Verbraucher & Recht

VW Dieselskandal: Abschalteinrichtung auch im Software-Update

In einem Streit um einen Audi A4 2.0 TDI Avant mit EA189-Motor hat das Oberlandesgericht (OLG) Hamm den Parteien einen Vergleich mit interessanter Begründung vorgeschlagen. Der Kläger hatte den Audi im Januar 2016 gekauft und klagte auf Schadensersatz wegen illegaler Abschalteinrichtungen im Software-Update. Der Audi wurde somit nach Bekanntwerden des ursprünglichen Abgasskandals erworben, insbesondere nach der Ad-Hoc Mitteilung VWs an seine Aktionäre am 22.9.2015. Das Besondere bei dem Vergleichsvorschlag ist, dass die Richter:innen am OLG Hamm „greifbare Anhaltspunkte“ dafür sahen, dass im Software-Update des Fahrzeugs ebenfalls eine Abschalteinrichtung vorliegt.

Zentraler Ausgangspunkt im Dieselskandal waren die illegalen Abschalteinrichtungen im Motortyp EA189 bei VW und dessen Konzerntöchtern, wie Audi. Als Problemlösung wurde ein Software-Update installiert. Die ursprünglichen Abschalteinrichtungen wurden entfernt und die Autos sollten nun relevante Emissionsgrenzwerte einhalten. Doch wie inzwischen bekannt ist, halten die betroffenen Fahrzeuge auch nach Aufspielen des Software-Updates diese Grenzwerte nicht ein.
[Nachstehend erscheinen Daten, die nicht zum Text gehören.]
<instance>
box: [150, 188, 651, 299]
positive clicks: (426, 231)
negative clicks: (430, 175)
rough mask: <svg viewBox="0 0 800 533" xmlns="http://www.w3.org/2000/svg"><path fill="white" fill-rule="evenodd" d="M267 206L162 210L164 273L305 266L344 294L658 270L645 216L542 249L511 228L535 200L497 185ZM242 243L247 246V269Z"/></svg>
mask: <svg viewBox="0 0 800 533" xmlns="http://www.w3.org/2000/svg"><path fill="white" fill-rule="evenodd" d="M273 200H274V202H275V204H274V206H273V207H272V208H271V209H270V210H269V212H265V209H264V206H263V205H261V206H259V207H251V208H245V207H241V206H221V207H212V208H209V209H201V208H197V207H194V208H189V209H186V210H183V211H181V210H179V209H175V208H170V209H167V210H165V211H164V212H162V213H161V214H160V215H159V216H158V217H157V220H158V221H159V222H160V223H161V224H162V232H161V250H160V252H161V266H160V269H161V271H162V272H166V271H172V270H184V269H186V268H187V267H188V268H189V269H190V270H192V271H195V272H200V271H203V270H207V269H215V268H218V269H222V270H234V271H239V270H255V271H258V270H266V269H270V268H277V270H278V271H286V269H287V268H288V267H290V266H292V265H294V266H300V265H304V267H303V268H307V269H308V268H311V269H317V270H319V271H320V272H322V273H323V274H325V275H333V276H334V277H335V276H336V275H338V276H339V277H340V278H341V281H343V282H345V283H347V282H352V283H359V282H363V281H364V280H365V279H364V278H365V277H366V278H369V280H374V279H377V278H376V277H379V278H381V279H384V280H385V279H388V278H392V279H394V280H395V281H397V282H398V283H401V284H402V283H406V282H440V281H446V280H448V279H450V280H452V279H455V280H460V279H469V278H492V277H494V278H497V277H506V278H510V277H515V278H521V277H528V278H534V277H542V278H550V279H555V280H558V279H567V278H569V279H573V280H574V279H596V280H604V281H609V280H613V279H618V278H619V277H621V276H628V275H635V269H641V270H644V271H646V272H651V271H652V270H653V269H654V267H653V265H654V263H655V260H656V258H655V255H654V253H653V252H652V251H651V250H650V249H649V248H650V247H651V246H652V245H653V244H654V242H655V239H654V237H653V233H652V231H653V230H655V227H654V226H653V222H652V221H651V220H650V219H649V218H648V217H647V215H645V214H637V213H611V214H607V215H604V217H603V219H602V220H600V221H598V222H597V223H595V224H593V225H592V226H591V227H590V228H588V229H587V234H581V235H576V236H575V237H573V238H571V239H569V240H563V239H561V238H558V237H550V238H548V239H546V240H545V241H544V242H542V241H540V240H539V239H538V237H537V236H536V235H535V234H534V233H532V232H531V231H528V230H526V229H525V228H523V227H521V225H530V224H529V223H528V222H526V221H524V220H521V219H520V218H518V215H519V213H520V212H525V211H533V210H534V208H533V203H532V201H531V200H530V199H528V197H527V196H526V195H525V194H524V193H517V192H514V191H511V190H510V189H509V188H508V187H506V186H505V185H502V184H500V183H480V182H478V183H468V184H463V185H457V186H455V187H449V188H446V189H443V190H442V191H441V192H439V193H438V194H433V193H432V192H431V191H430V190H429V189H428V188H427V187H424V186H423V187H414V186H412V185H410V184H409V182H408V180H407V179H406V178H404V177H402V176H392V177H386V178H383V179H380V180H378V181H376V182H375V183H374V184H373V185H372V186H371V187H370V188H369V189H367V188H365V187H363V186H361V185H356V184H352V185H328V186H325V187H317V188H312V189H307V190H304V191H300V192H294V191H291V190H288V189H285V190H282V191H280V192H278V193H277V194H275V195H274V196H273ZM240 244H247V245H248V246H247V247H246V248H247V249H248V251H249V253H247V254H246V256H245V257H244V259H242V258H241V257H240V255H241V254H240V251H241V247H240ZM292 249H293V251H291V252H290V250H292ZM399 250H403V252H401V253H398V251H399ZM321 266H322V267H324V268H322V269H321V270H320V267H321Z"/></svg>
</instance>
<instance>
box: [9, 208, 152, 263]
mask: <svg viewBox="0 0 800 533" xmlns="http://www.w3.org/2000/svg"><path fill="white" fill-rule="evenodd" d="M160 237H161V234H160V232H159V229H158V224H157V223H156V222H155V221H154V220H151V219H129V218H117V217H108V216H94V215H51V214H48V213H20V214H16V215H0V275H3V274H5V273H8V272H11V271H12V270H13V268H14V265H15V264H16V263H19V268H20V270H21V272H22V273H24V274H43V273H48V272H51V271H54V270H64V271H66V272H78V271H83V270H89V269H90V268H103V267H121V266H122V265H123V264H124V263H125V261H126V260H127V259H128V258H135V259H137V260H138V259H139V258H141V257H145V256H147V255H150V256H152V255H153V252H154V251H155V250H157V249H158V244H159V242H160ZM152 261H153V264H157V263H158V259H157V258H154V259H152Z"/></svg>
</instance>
Hierfür sind ebenfalls Abschalteinrichtungen verantwortlich. Die Bekannteste davon ist die temperaturgesteuerte Abschalteinrichtung – umgangssprachlich als „Thermofenster“ bezeichnet. Diese reguliert die Abgasreinigung anhand der Außentemperatur. Den Autoherstellern zufolge dient sie dem Motorenschutz. Einem Urteil des Europäischen Gerichtshof (EuGH) im Dezember 2020 zufolge ist das Argument des Motorenschutzes aber nur zulässig, wenn die Abschalteinrichtung vor plötzlichem Motorschaden schützt, der zu einer akuten Gefahr beim Fahren führt. Beim Thermofenster ist das nicht der Fall.

Ein Streitpunkt im Dieselskandal bezieht sich nun auf die Rechtmäßigkeit der Abschalteinrichtungen durch das Software-Update. Manche sehen darin Anhaltspunkt für neue Schadensersatzansprüche. Der Bundesgerichtshof (BGH) hatte im März 2021 allerdings geurteilt, dass Volkswagens Verhalten insgesamt nicht mehr als sittenwidrig anzusehen sei. Der BGH ging davon aus, dass VW sein Verhalten geändert habe, was durch die Ad-Hoc Mitteilung 2015 sowie die Bestrebungen, den rechtswidrigen Zustand der Fahrzeuge durch Nachrüstungen zu beheben, belegt wurde.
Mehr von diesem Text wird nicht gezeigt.